John George Brown

About the Artist

John George Brown was one of the most popular artists in America at the turn of the twentieth century. His empathetic, and highly skilled, portrayal of children on the streets of New York made him a successful artist, whose works have been exhibited and sought out by collectors for more than a century.

Early Life and Education
John George Brown was born in Bensham, a small town in northern England, in 1831. His family was very poor and, at the age of fourteen, Brown began a seven-year apprenticeship as a glass-cutter in Newcastle-on-Tyne.
Brown showed considerable talent and skill as an artist at a very young age. When he was eighteen, and still working as an apprentice, he enrolled in classes at the Government School of Design, where he studied with Scottish artist William Bell Scott. He spent a year in Edinburgh, working at the Holyrood Glass Works in Edinburg and studying evenings at the Trustees Academy with Robert Scott Lauder. During the summer of 1853, Brown went to London to study at the Royal Academy. While in London, Brown painted portraits and used his earnings to board a ship to America.

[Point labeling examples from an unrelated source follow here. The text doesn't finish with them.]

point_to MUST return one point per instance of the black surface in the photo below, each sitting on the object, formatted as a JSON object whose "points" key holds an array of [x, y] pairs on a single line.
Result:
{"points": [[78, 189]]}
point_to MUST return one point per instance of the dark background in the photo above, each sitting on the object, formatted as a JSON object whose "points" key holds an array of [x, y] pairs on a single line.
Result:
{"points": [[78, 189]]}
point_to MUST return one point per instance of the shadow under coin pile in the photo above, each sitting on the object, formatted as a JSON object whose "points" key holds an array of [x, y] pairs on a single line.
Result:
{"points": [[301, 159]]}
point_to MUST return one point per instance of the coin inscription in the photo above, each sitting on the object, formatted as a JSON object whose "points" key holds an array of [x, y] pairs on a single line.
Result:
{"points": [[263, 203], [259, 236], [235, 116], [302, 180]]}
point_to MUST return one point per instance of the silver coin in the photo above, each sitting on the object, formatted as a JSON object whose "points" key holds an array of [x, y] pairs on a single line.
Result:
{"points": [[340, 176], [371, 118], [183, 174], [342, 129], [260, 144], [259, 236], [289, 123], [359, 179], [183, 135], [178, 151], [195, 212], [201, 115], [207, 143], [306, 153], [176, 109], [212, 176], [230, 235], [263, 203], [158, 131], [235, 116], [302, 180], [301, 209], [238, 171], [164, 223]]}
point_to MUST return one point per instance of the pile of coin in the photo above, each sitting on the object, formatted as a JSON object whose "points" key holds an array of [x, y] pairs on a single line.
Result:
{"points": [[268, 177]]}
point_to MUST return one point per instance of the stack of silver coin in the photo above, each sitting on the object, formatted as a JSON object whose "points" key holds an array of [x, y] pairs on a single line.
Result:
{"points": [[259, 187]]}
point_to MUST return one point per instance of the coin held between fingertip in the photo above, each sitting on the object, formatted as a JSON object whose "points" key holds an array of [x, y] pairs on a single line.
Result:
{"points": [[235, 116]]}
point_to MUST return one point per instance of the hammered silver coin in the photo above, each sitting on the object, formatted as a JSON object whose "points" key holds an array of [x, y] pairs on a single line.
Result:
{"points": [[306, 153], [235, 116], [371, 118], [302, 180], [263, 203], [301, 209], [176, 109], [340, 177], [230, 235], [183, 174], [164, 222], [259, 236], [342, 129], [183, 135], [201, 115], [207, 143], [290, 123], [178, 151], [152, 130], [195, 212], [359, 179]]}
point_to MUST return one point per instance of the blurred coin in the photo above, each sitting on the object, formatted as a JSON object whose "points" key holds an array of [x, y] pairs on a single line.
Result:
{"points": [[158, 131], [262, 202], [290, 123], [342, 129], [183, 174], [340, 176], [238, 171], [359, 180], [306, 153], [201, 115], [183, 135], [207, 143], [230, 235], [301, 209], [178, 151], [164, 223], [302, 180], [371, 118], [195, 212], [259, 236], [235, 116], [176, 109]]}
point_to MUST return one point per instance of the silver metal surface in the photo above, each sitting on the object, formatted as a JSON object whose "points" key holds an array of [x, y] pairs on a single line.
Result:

Brown settled in Brooklyn, where he got a job as a glass cutter at the Brooklyn Flint Glass Company. In 1855 he married Mary Ann Owen, daughter of the manager of the Glass Company. Brown worked at the Glass Company, painted portraits and studied at the National Academy of Design. With the help of his father-in-law, he was able to move his family to Manhattan and open a portrait studio. His work was exhibited and did well, but it was when he began to paint portraits of street children that his work gained so much popularity that by the mid-1860s he not only became a U.S. citizen, but a rich and famous U.S. citizen. Brown died in New York in 1913.

Brown was elected a full member of the National Academy of Design and served as vice president from 1899-1903.
His work can be found in the permanent collections of the Met, the National Academy Museum, the Corcoran Gallery of Art, the Brooklyn Museum, the Peabody Institute, the Smithsonian and other fine venues.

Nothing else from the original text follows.